Por fim, constata-se que para o católico, independentemente da categoria a que pertença, a morte é a única certeza compartilhada. Para eles, somente Deus sabe o momento certo para cada um morrer e essa condição irremediável, aparentemente triste, é amenizada em função de suas consequências e em função de quem é o falecido. Ou seja, se uma pessoa morre com idade avançada, tendo realizado ações valorizadas pela cosmologia católica, como as de fraternidade, benevolência e humildade, torna-se mais fácil aceitar sua ausência definitiva. Quando ocorre, entretanto, a morte de um jovem, devido a atos de violência e criminalidade, ou mesmo por doença, esse fato é inaceitável, entre outros motivos, por

produzir anomia no coletivo de envolvidos, de sua família e de sua comunidade. Os trechos abaixo exemplificam isso:

Devoto: Não sei se você lembra quando mãe morreu, eu estava levando ela pra Itabira, pra fazer alguns exames de rotina, ela no meio do caminho começou a passar mal, eu já liguei pro meu irmão Joãozinho que morava em Itabira e já disse que mãe chegaria lá pra ser internada. Então, reunimos os irmãos todos e fomos pra capela ficar em vigília, pedindo que se fosse da vontade de Deus que ela partisse que fosse o mais rápido possível, para que ela não ficasse sofrendo. Os filhos todos criados, os exemplos ela já tinha deixado. Assim, ela foi internada às 10 da manhã do sábado e às 10 da noite do domingo ela morreu. Voltamos à capela e oramos para agradecer [comovido]. Choramos sim, mas de saudade e não de tristeza, e alegres que pelo que ela fez, ela conseguiu uma parte perto de Deus.

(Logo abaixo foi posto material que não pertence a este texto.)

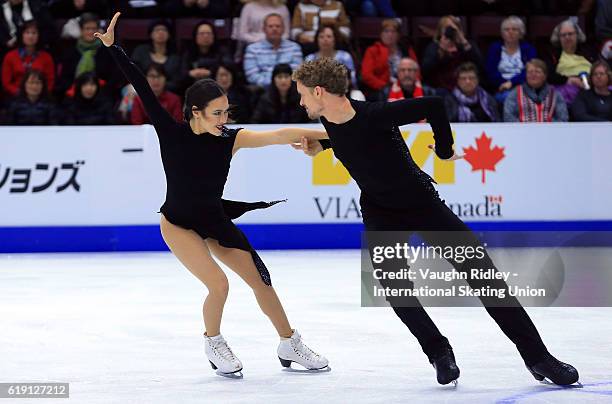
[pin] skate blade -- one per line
(234, 375)
(576, 385)
(307, 371)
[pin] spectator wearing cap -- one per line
(468, 102)
(261, 57)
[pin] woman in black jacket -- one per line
(32, 106)
(89, 106)
(281, 102)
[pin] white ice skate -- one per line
(294, 350)
(221, 357)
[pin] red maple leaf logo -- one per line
(483, 157)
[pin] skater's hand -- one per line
(108, 38)
(308, 146)
(454, 157)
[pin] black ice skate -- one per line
(446, 368)
(554, 370)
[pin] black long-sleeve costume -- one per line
(196, 168)
(396, 195)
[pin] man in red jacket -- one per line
(381, 60)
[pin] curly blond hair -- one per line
(324, 72)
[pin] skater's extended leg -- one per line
(291, 347)
(407, 308)
(513, 320)
(242, 263)
(194, 254)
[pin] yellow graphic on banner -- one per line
(327, 170)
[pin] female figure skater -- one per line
(195, 221)
(397, 196)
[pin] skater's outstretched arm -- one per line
(157, 114)
(413, 110)
(312, 147)
(251, 138)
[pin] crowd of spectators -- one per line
(55, 72)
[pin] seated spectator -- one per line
(595, 104)
(89, 105)
(198, 8)
(370, 8)
(507, 58)
(83, 57)
(251, 21)
(261, 57)
(32, 105)
(535, 100)
(448, 50)
(327, 36)
(73, 8)
(15, 12)
(381, 60)
(161, 50)
(469, 102)
(570, 59)
(407, 84)
(351, 91)
(281, 102)
(309, 14)
(156, 76)
(28, 55)
(203, 55)
(238, 97)
(603, 21)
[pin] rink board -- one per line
(100, 188)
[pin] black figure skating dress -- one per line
(196, 168)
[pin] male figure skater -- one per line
(397, 196)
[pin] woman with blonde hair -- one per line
(446, 52)
(252, 16)
(507, 58)
(570, 59)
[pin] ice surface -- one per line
(126, 328)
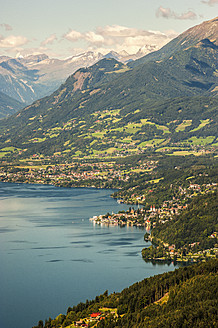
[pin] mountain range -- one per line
(29, 78)
(116, 108)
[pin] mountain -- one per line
(205, 31)
(112, 108)
(186, 297)
(32, 77)
(8, 105)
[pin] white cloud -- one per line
(12, 41)
(73, 36)
(168, 13)
(49, 40)
(94, 38)
(7, 27)
(210, 2)
(118, 38)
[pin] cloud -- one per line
(94, 38)
(118, 38)
(7, 27)
(12, 41)
(168, 13)
(73, 36)
(49, 40)
(210, 2)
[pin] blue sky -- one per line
(61, 28)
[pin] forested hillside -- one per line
(186, 297)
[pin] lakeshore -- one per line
(37, 232)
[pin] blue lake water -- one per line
(53, 257)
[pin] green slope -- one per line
(8, 105)
(98, 108)
(186, 297)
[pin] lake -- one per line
(53, 257)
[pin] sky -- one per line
(64, 28)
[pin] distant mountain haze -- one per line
(109, 105)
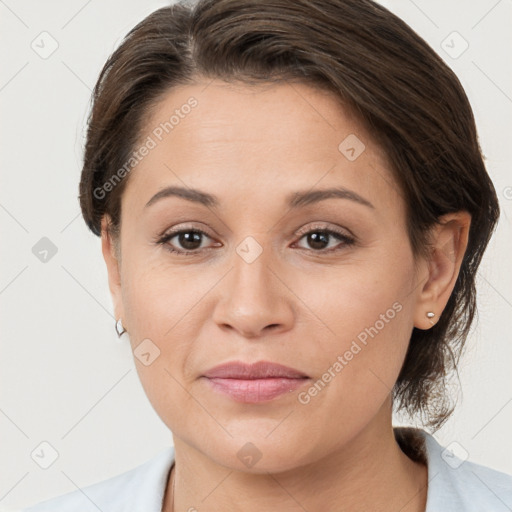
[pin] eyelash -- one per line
(347, 240)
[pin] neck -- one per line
(372, 473)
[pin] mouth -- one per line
(253, 383)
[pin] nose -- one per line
(254, 301)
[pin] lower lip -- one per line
(256, 390)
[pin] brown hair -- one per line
(408, 99)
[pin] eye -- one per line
(192, 241)
(320, 240)
(188, 241)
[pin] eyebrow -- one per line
(294, 200)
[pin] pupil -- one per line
(318, 240)
(188, 239)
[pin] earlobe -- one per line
(448, 242)
(110, 255)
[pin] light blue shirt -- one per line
(454, 485)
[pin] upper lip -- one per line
(258, 370)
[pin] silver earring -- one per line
(120, 330)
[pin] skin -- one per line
(295, 304)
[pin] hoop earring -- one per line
(120, 330)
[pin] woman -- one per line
(293, 207)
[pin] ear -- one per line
(448, 242)
(111, 255)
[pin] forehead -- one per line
(265, 138)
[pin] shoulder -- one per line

Diácono: Eu acredito na salvação. Vivenciar a morte mesmo assim, não é fácil. Por exemplo, meu primo Eduardo, da mesma idade que eu, só que tomou caminhos diferentes, mas acho que se ele se arrependeu de tudo, ele conseguiu a salvação.

Ainda podemos acrescentar que “uma teodiceia plausível permite aos indivíduos integrar as experiências anômicas de sua biografia no nomos socialmente estabelecido e a seu correlato subjetivo em sua própria consciência” (BERGER, 1985, p.70). Em outras palavras, a teodiceia garante a organização da experiência mortuária como parte do nomos construído socialmente. Muito embora, os resultados provocados pela experiência social com a morte sejam de difícil mensuração. Talvez por isso, ela seja de tão grande eficácia na desorganização e nas ameaças que apresenta às estruturas de plausibilidade e legitimação. Não somente constituídas pelo catolicismo, mas todo por todo o nomos socialmente estabelecido.